Remove repeating vowels and consonants

In [46]:
# https://stackoverflow.com/questions/46701245/how-to-replace-multiple-consecutive-repeating-characters-into-1-character-in-pyt
df.preproc = df.preproc.apply(lambda x: ' '.join([re.sub(r'[^\w\s]|(.)(?=\1)', '', word) for word in x.split()]))

Tag any sequence of "ha" or "ah" (for example, "ahaha" or "haha") as a "laugh"

In [47]:
df.preproc = df.preproc.apply(lambda x: ' '.join([re.sub(r'([ha]+[ah]+).*\1', r'laugh', word) for word in x.split()]))

Remove numbers

In [48]:
df.preproc = df.preproc.str.replace('\d+', '')

In [49]:
# 0 - negative, 1 - positive
df['rating'] = df.positive

Write preprocessed column and the rating to a file

In [54]:
# copy relevant columns for later to file write
data_no_trans_stem = df.filter(['comment_id', 'preproc', 'rating'], axis=1)
data_no_trans_stem.columns = ['comment_id', 'body', 'rating']
data_trans = df.filter(['comment_id', 'preproc', 'rating'], axis=1)
data_trans.columns = ['comment_id', 'body', 'rating']
data_stem = df.filter(['comment_id', 'preproc', 'rating'], axis=1)
data_stem.columns = ['comment_id', 'body', 'rating']
data_trans_stem = df.filter(['comment_id', 'preproc', 'rating'], axis=1)
data_trans_stem.columns = ['comment_id', 'body', 'rating']

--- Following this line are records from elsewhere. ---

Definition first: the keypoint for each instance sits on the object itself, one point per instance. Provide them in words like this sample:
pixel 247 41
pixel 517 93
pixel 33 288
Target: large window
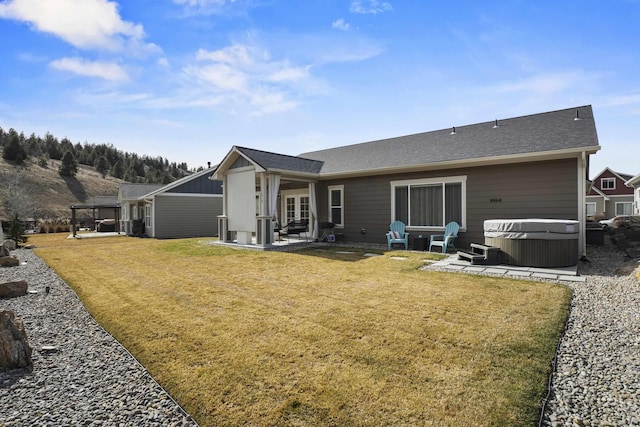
pixel 336 205
pixel 624 208
pixel 147 215
pixel 429 203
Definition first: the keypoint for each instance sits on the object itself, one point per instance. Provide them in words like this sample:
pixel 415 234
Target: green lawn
pixel 317 338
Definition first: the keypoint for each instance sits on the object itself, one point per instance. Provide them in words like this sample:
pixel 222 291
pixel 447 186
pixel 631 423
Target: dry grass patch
pixel 318 338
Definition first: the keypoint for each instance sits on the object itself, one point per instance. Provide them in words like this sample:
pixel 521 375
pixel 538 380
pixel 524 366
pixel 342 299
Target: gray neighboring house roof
pixel 130 191
pixel 568 130
pixel 105 200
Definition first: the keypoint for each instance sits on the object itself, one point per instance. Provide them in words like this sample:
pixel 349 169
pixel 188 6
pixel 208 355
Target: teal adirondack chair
pixel 445 240
pixel 396 234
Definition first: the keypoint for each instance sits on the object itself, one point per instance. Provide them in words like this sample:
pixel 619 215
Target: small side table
pixel 420 243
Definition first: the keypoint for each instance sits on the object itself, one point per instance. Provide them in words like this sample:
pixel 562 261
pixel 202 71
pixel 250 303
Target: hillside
pixel 48 194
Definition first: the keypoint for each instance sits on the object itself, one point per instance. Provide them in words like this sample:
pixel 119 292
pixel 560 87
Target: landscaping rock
pixel 15 351
pixel 13 289
pixel 9 245
pixel 9 262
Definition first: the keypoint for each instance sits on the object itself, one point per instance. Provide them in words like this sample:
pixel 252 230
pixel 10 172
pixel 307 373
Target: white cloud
pixel 621 100
pixel 291 74
pixel 202 3
pixel 104 70
pixel 238 55
pixel 245 74
pixel 163 62
pixel 220 76
pixel 85 24
pixel 340 24
pixel 370 6
pixel 545 84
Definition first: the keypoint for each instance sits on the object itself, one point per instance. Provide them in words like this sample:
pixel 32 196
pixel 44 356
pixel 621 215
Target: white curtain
pixel 314 208
pixel 274 187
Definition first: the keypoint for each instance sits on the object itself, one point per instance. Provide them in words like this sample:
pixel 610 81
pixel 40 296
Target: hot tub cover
pixel 533 228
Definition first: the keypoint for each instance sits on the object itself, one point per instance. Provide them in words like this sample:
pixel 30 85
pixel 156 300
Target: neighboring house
pixel 533 166
pixel 609 195
pixel 187 207
pixel 101 207
pixel 634 183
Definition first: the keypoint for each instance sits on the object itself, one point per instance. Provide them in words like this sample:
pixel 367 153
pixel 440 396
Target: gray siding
pixel 525 190
pixel 186 216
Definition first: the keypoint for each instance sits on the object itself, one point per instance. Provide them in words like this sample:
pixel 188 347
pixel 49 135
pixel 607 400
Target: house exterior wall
pixel 600 206
pixel 523 190
pixel 181 216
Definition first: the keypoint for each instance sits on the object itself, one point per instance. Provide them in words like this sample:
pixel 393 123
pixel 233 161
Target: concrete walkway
pixel 569 274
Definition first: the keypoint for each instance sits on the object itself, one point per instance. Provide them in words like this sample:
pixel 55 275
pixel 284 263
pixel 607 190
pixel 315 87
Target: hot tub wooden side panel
pixel 535 252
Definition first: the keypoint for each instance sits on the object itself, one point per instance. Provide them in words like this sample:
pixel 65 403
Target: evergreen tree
pixel 117 171
pixel 16 231
pixel 14 151
pixel 102 166
pixel 69 165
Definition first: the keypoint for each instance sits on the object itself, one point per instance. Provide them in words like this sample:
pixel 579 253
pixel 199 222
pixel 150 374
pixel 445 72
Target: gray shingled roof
pixel 274 161
pixel 132 191
pixel 545 132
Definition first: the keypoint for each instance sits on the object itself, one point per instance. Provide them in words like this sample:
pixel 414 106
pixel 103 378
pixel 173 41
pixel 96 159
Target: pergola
pixel 93 207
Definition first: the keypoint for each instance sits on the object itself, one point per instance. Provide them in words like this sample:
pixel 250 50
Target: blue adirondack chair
pixel 445 240
pixel 396 234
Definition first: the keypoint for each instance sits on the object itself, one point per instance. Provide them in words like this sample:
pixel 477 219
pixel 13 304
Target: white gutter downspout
pixel 582 200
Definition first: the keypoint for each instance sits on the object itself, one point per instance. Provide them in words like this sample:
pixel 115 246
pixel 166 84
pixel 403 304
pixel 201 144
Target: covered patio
pixel 263 192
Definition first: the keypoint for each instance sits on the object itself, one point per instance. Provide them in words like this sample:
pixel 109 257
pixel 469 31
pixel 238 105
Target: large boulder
pixel 13 289
pixel 15 351
pixel 9 245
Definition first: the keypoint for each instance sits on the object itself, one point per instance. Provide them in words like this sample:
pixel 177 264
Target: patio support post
pixel 73 220
pixel 263 220
pixel 223 232
pixel 313 224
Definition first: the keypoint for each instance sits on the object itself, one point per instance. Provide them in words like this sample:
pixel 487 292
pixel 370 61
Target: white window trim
pixel 462 179
pixel 603 180
pixel 623 203
pixel 297 193
pixel 333 188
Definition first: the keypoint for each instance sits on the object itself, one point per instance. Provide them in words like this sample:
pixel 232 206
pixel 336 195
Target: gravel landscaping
pixel 597 376
pixel 90 379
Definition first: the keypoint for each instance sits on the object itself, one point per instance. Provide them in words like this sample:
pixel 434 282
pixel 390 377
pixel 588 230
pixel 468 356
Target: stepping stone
pixel 519 273
pixel 495 270
pixel 474 269
pixel 580 279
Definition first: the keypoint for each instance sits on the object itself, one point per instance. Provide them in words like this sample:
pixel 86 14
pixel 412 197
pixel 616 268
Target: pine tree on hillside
pixel 102 166
pixel 69 165
pixel 14 151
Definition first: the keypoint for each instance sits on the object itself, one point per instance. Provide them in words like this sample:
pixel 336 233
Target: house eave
pixel 455 164
pixel 633 181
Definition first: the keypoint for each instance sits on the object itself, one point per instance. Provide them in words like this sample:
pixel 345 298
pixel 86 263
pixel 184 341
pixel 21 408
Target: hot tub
pixel 534 242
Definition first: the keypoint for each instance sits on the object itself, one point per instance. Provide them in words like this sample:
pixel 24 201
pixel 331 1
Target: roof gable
pixel 131 191
pixel 268 161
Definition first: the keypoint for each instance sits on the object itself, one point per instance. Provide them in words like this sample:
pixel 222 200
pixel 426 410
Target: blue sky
pixel 187 79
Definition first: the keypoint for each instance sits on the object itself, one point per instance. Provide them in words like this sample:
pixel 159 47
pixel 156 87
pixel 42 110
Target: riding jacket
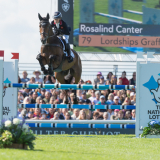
pixel 62 26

Fix as many spelling errors as possible

In [56]:
spell_checker = SpellChecker("en_UK","en_US")
def correct_error(body):
    spell_checker.set_text(body)
    for err in spell_checker:
        if len(err.suggest())>0: 
            sug = err.suggest()[0]
            err.replace(sug)
    return spell_checker.get_text()
data_trans.body = data_trans.body.apply(lambda row: correct_error(row))
data_trans_stem.body = data_trans_stem.body.apply(lambda row: correct_error(row))
data_trans.body = data_trans.body.str.lower()
data_trans_stem.body = data_trans_stem.body.str.lower()

Stem the words

In [59]:
snows = nltk.stem.SnowballStemmer('english')
data_stem.body = data_stem.body.apply(lambda x: ' '.join([snows.stem(word) for word in x.split()]))
data_trans_stem.body = data_trans_stem.body.apply(lambda x: ' '.join([snows.stem(word) for word in x.split()]))

In [60]:
data_no_trans_stem.to_csv('../data/preproc_no_trans_stem.csv', index=False)
data_trans.to_csv('../data/preproc_trans.csv', index=False)
data_stem.to_csv('../data/preproc_stem.csv', index=False)
data_trans_stem.to_csv('../data/preproc_trans_stem.csv', index=False)

To do:
* profanity tags